Collection Runs the Bases of Baseball History

A new display at the San Diego Central Library has hit a home run with local fans

Outside of Cooperstown New York, the world's largest collection of baseball research materials will be found in a library in San Diego.

Workers have had more than 15 tons of baseball memorabilia to sift through, and they put best of the best on display Saturday at the Sullivan Family Baseball Research Center on the 8th floor of the new San Diego Central Library.

The collection comes from Northern California resident William Weiss, who was a long time minor league baseball statistician and historian.
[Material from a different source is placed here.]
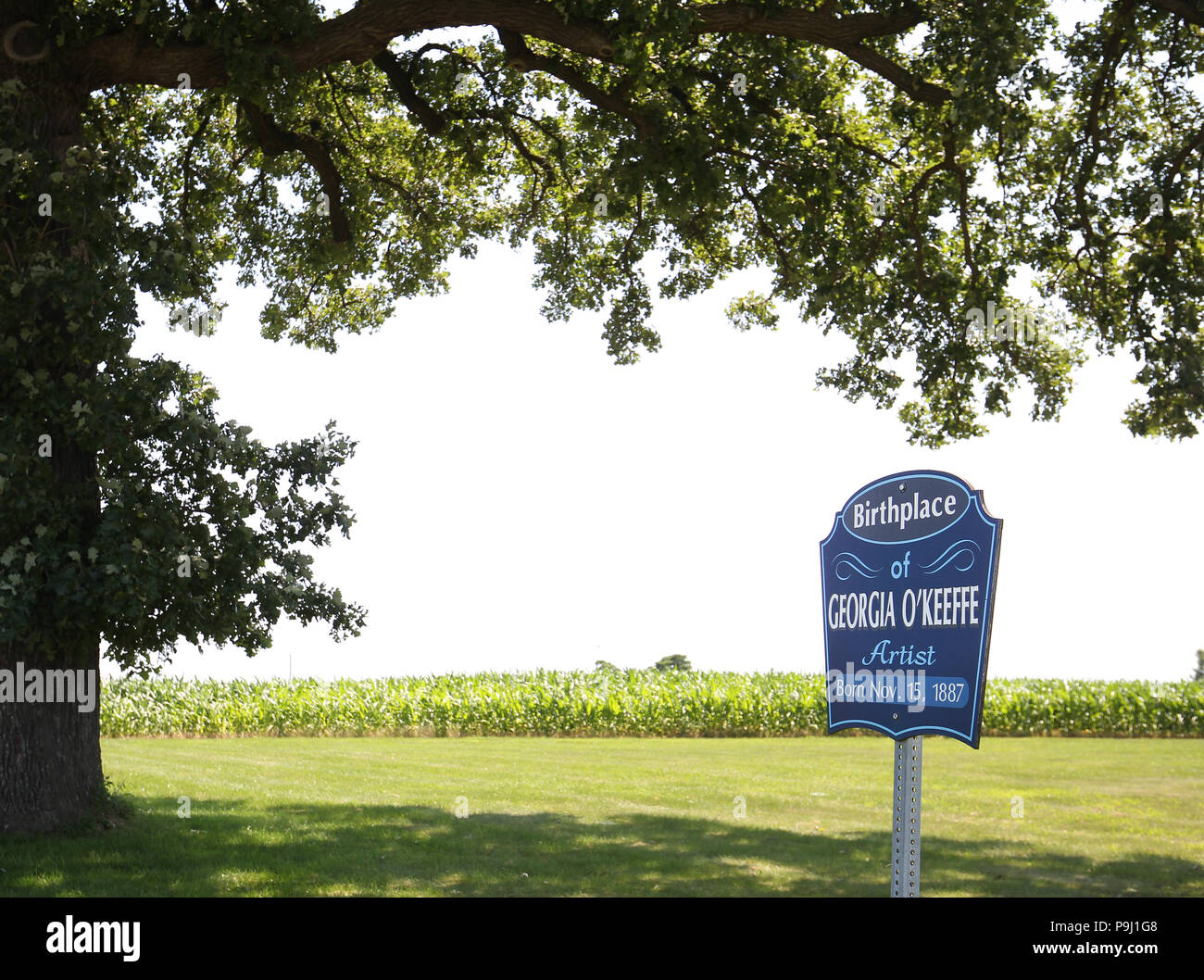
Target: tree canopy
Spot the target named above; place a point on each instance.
(898, 167)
His family donated the memorabilia to the center after Weiss’ death in 2011.

Tom Larwin, who was tasked with going through the enormous collection, said it was like Christmas when the 600 boxes arrived on the research center’s doorstep.

“The collection we're receiving today goes back to the 1870s: books, periodicals, newspapers, score sheets, raw data,” Larwin said.

Weiss started compiling baseball statistics as a child in the 1930s. He eventually made it a career for various minor leagues across the country, even remodeling his house just to store it all.

“And now we’re going through it all, and every day we find a nugget of rare material,” Larwin said, still in awe.

Some of the material is so old, its authors spell “base ball” with two words. It even harkens back to the era when major and minor league players filled out hand-written questionaires at the end of their first season.

According to Larwin, Weiss’ family decided to send the collection to the Sullivan Family Baseball Research Center because “it’s the ultimate.” Its shelves hold the largest collection of baseball research materials in the world, outside the Baseball Hall of Fame.

“Now, I think we’re going to be the best in the world,” said Larwin.